Commercial Express: Most insurers set out a list of specific notifiable diseases that are covered under this section. COVID-19 will not be present as it was unknown until recently. Therefore, there would be no cover under such wordings.
However, some covers are written on a non-specified basis; under this form of wording, as COVID-19 is now a notifiable disease… BI loss arising as a direct result of the disease affecting the business would typically be covered.
Some policies will contain a non-damage denial of access clause which typically covers losses arising from “an incident…” Under such a non-damage denial of access extension, then losses arising to the business as a direct result of such denial of access due to COVID-19 could be covered by the policy.
Momentum Broker Solutions: In many standard contracts, there is no cover under the specified diseases extension as COVID-19 is not one of specified diseases covered. Some infectious disease extensions are broader and do not specify the diseases but insist on them being notifiable.
Some policies include a ‘non-damage denial of access’ extension. If your business is forced to close or is told to close by a local authority/cordoned off, you may be able to make a claim under this extension. It is important to note that a lot of policies require there to be an outbreak at the business premises or within a specified proximity of the business premises for you to be able to make a claim.
NFU Mutual: There is no automatic extension of coverage from the human diseases BI policy extension available on commercial policies to include coronavirus COVID-19 as a result of the emerging news that the government has named the virus as a notifiable disease. In line with the rest of the market, it is not currently specified as a covered disease in our policy wordings at this time.
(On prevention of access due to action of a competent authority): This extension is intended to cover losses due to closure or restricted access by authorities following a specific incident or occurrence happening within the specified radius from the insured premises, and not by a nationwide event or global pandemic.
Zurich UK: Zurich does provide cover for a number of areas of ‘non-damage’ business interruption. These relate to the need to close a premises due to unforeseen events including specified, notifiable diseases linked to the premises.
If an insurance policy has notifiable disease cover, the policy will usually list which diseases are covered. Zurich’s policies have never included diseases linked to pandemic such as SARS, avian flu, or coronavirus due to the difficulty of insurers being able to quantify the potential risk…
Zurich does have a small number of policies which would provide cover for any infectious disease.

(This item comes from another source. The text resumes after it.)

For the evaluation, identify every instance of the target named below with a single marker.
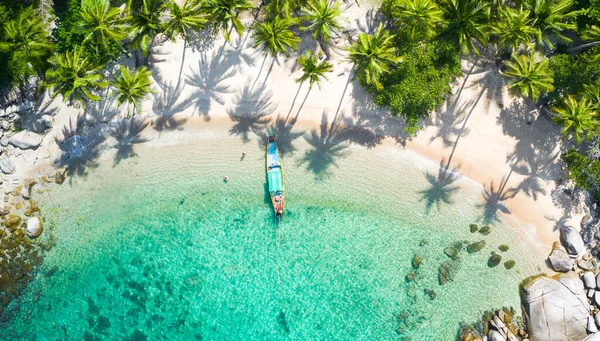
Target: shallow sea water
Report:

However, even where government action allows for businesses to make an insurance claim against their policy, cover would usually only apply when the disease was present at the premises or in the surrounding area.
On March 20, the UK government asked restaurants and cafes, pubs and bars, entertainment venues like cinemas and theatres, museums and galleries, spas and massage parlours, casinos and betting shops, as well as indoor leisure and sports facilities such as gyms not to open for trade from March 21. Takeaway and delivery facilities, however, should remain operational.
Local government will be in charge of enforcement. Meanwhile the measures’ necessity and effectiveness will be reviewed every 28 days.